É importante o seu resguardo com idêntica ou até maior cautela como a aplicada aos demais bens materiais que compõem o patrimônio material de uma corporação, a fim de permitir a sua livre disposição, seja entre sócios ou terceiros. Fundamental também é garantir segurança e proteção de dados – inclusive de clientes, parceiros, fornecedores e colaboradores.

Por isso, o Direito assume papel decisivo para a gestão e proteção do Patrimônio Digital Corporativo. A área torna-se estratégica já a partir do momento em que se adquire os bens digitais, com uma gestão de contratos muito bem delineada e detalhando o objeto contratado.
O exemplo dessa gestão bem feita são as licenças de softwares, sejam elas exclusivas, não exclusivas, perpétuas ou de prazo determinado, cujas responsabilidades das empresas cessionárias das licenças devem estar bem previstas, com SLA’s (prazos de respostas) pré-definidos e penalidades específicas na ausência de atendimento desses critérios.

Além disso, devem estar reguladas às condições relativas à propriedade intelectual dos bens negociados, dependendo do tipo de patrimônio digital que está sendo adquirido. E aqui menciono o exemplo dos softwares, mais uma vez, cujos contratos devem prever, expressamente, a cessão pelo desenvolvedor e o direito autoral à empresa adquirente do produto digital.

Já houve uma situação em que uma sociedade desfeita resultou na divisão do patrimônio digital, entre os sócios, de uma empresa do ramo de Educação. Contas de redes sociais, conteúdo de blogs e aulas em formato EAD (Educação a Distância), por exemplo, foram “levadas” pelo ex-sócio por meio da substituição de senhas e dificuldades de acesso pelo, agora então, único proprietário da corporação, causando prejuízo enorme para a atual gestão. O que fazer nesses casos? É difícil dizer, afinal, não havia termos e condições em contrato ou outro documento que garantisse a permanência deste patrimônio digital na pessoa jurídica.

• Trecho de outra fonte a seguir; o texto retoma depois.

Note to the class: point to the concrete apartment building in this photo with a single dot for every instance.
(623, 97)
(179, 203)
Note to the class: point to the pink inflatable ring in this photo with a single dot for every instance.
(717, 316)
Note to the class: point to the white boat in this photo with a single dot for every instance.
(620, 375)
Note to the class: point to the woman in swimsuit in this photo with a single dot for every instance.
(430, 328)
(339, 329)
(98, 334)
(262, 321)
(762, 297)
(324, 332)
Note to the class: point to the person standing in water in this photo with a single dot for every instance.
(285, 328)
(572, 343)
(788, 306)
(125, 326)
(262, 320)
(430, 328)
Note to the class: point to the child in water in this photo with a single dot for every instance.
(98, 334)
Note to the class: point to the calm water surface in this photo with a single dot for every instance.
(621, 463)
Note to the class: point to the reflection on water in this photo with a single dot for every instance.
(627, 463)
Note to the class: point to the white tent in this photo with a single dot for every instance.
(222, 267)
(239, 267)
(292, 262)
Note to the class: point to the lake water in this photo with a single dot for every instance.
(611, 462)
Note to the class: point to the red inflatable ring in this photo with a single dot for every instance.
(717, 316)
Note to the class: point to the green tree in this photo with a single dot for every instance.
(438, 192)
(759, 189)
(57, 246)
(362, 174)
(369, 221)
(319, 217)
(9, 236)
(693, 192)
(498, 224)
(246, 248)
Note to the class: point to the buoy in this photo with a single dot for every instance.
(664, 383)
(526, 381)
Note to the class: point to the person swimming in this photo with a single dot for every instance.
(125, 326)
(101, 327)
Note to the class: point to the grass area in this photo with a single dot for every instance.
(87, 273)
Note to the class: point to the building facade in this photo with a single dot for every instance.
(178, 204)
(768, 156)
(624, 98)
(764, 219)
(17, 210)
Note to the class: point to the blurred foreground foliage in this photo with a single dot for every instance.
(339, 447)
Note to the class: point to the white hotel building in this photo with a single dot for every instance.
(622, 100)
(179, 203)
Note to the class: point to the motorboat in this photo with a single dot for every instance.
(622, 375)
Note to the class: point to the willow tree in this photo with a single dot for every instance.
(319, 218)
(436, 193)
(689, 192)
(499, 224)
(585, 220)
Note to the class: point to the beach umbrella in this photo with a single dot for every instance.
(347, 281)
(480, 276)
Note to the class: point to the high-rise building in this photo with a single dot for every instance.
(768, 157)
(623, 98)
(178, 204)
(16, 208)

Entre os sócios e acionistas, para diminuir esse tipo de situação, a questão pode eventualmente ser regulamentada em acordo de sócios ou quotistas para fixar critérios de valoração patrimonial em uma eventual retirada da sociedade ou outra operação societária.

É relevante, ainda, que o patrimônio digital seja destacado da pessoa física dos sócios e escriturado com assertividade na empresa. O objetivo é evitar a confusão patrimonial da pessoa jurídica (empresa) e da pessoa física (proprietário e sócio) para mitigar riscos de haver a desconsideração da personalidade jurídica. É fundamental que essa distinção esteja bem estabelecida em contrato e na escrituração da empresa.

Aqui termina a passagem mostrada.